ECLI:NL:PHR:1996:AA1878
Parket bij de Hoge Raad
- Mr. Van Soest
- Rechtspraak.nl
Cassatie inzake de etikettering van onroerend goed in gesplitst gebruik voor belastingdoeleinden
In deze zaak gaat het om een beroep in cassatie van de staatssecretaris van Financiën tegen een uitspraak van het gerechtshof te Amsterdam. De belanghebbende, X, is eigenaar van twee panden en heeft deze in 1976 in gebruik genomen voor een cafetariabedrijf, terwijl hij de bovenverdiepingen als woning gebruikte. Bij de start van de bedrijfsuitoefening werd de waarde van de panden vastgesteld op ƒ 190.000, waarbij 60% tot het ondernemingsvermogen en 40% tot het privévermogen werd gerekend.
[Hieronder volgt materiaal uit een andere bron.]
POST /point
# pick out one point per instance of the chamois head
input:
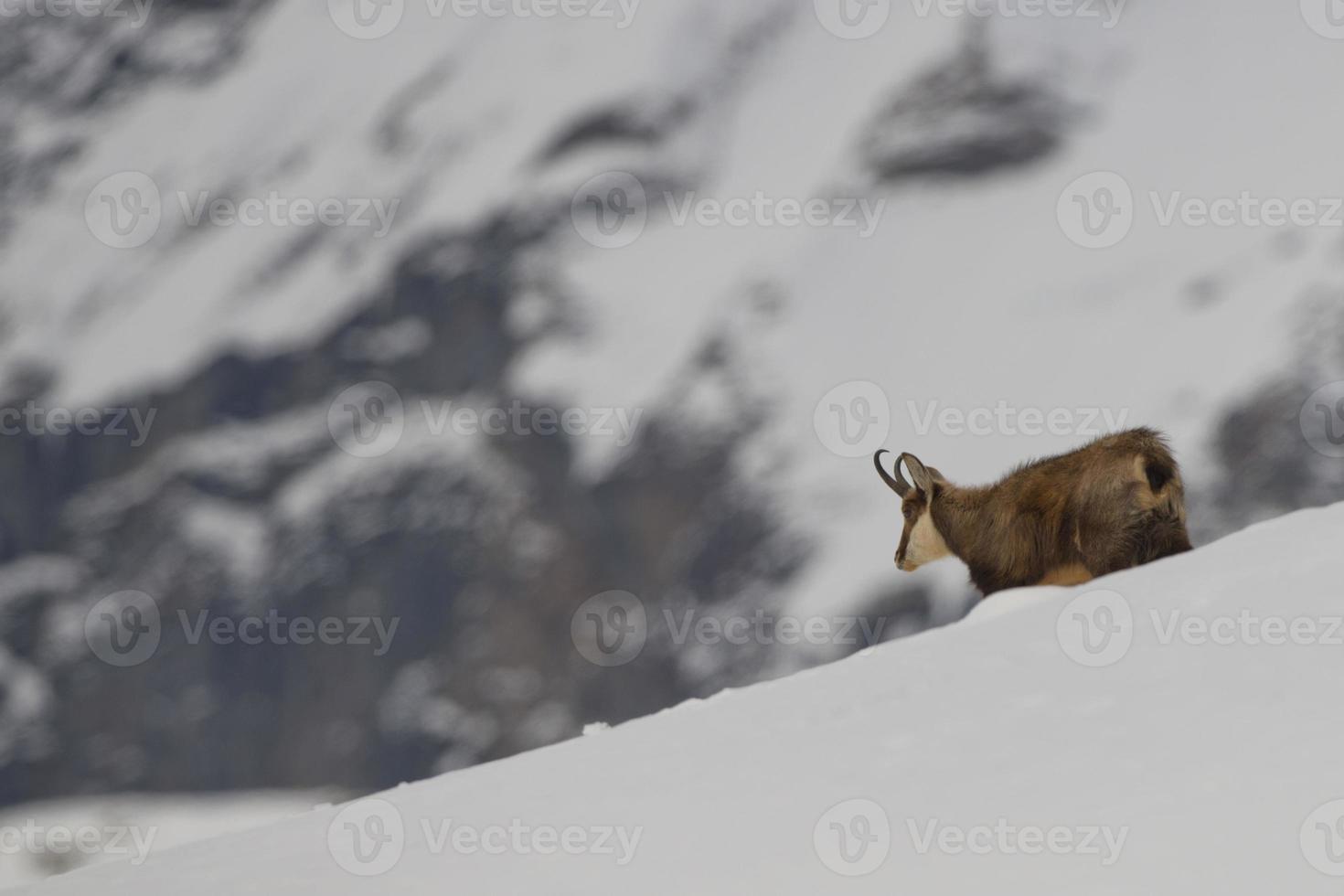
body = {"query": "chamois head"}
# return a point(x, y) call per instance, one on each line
point(921, 541)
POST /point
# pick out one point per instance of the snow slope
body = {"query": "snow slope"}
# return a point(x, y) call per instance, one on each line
point(1120, 766)
point(457, 119)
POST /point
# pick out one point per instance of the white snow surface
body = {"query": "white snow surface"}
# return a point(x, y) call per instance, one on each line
point(966, 294)
point(1212, 767)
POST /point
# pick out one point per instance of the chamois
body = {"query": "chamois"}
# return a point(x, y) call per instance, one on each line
point(1113, 504)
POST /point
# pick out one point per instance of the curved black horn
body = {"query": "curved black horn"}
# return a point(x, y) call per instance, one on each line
point(898, 483)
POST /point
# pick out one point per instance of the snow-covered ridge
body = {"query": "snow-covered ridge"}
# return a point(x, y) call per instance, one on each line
point(1168, 730)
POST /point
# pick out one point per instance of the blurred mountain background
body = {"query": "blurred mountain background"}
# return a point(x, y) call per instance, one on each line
point(489, 289)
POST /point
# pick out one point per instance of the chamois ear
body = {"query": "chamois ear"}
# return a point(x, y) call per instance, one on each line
point(920, 475)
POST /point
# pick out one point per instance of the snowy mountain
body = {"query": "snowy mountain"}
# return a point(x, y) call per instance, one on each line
point(1164, 730)
point(952, 268)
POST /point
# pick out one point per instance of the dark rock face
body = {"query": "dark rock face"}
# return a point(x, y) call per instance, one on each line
point(966, 119)
point(1264, 445)
point(240, 506)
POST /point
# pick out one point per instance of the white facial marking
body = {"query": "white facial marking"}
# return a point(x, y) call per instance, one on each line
point(925, 544)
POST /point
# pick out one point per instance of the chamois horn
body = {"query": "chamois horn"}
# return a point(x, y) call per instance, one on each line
point(897, 483)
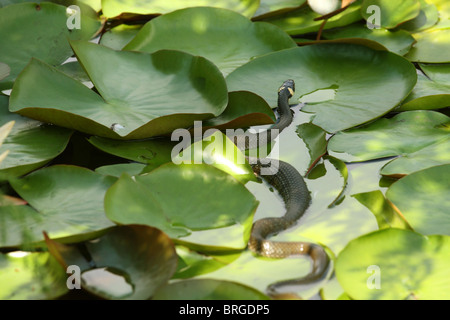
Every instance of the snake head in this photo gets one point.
(288, 85)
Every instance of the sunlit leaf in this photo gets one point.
(422, 198)
(395, 264)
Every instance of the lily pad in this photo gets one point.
(172, 198)
(38, 30)
(403, 134)
(397, 41)
(392, 13)
(4, 70)
(407, 264)
(387, 216)
(269, 8)
(128, 262)
(428, 17)
(65, 201)
(116, 170)
(153, 152)
(166, 90)
(433, 155)
(113, 8)
(208, 289)
(422, 198)
(118, 37)
(433, 46)
(431, 91)
(244, 109)
(31, 143)
(200, 31)
(342, 68)
(301, 21)
(31, 276)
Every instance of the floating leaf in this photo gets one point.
(38, 30)
(166, 90)
(405, 133)
(269, 8)
(344, 69)
(433, 46)
(398, 41)
(66, 202)
(172, 198)
(392, 13)
(31, 143)
(428, 17)
(31, 276)
(201, 31)
(209, 289)
(119, 36)
(301, 21)
(422, 198)
(433, 155)
(112, 8)
(128, 262)
(385, 213)
(409, 266)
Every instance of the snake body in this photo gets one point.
(295, 194)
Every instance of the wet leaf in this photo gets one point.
(340, 69)
(403, 134)
(38, 30)
(65, 201)
(407, 264)
(128, 262)
(422, 198)
(201, 31)
(197, 91)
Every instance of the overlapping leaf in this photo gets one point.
(164, 91)
(344, 69)
(222, 36)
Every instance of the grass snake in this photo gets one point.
(295, 194)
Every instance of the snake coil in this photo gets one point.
(295, 194)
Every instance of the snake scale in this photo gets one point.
(295, 194)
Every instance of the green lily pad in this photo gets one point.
(112, 8)
(301, 21)
(128, 262)
(4, 70)
(172, 198)
(428, 17)
(218, 150)
(153, 152)
(31, 143)
(201, 31)
(397, 41)
(409, 266)
(392, 13)
(433, 46)
(432, 92)
(40, 31)
(269, 8)
(208, 289)
(142, 106)
(341, 68)
(387, 216)
(244, 109)
(116, 170)
(433, 155)
(119, 36)
(65, 201)
(31, 276)
(403, 134)
(422, 198)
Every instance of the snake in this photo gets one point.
(293, 190)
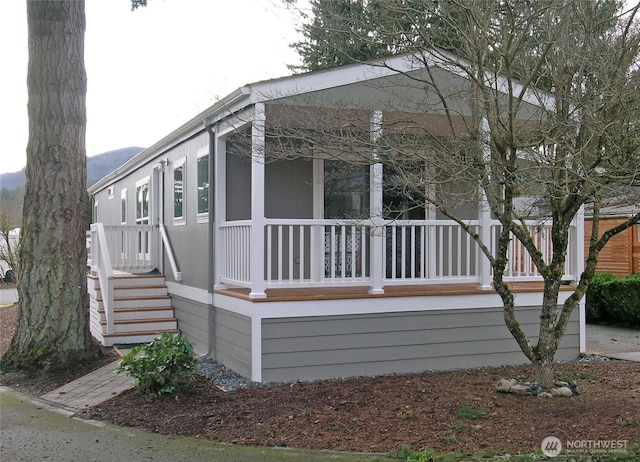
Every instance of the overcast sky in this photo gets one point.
(152, 69)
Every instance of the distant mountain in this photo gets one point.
(97, 167)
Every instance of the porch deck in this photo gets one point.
(345, 293)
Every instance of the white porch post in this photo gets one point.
(578, 268)
(376, 261)
(484, 219)
(258, 221)
(220, 205)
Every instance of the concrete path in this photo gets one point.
(34, 430)
(92, 389)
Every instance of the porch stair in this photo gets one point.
(141, 309)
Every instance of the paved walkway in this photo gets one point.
(94, 388)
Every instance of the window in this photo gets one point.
(123, 206)
(142, 202)
(203, 185)
(178, 192)
(346, 190)
(142, 217)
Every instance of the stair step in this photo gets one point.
(133, 325)
(134, 337)
(141, 291)
(140, 313)
(132, 303)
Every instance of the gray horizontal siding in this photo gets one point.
(346, 345)
(192, 322)
(232, 341)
In 1985 verpachtte X het bedrijf en verhuurde hij de panden aan de pachter. In 1989 werd de pachtovereenkomst ontbonden en gingen de panden volledig tot het privévermogen van X behoren, met een waarde van ƒ 390.000. Het geschil betreft de vraag of de onttrekking aan het ondernemingsvermogen moet worden gesteld op ƒ 234.000 of op ƒ 342.500, zoals de inspecteur stelt. Het hof heeft in het voordeel van de belanghebbende beslist, wat de staatssecretaris in cassatie aanvecht. De Hoge Raad overweegt dat de etikettering van de panden in gesplitst gebruik rechtens mogelijk is en dat de keuze van de belanghebbende bindend is voor de belastingadministratie. De conclusie van de procureur-generaal is dat het middel ongegrond is en het beroep verworpen moet worden.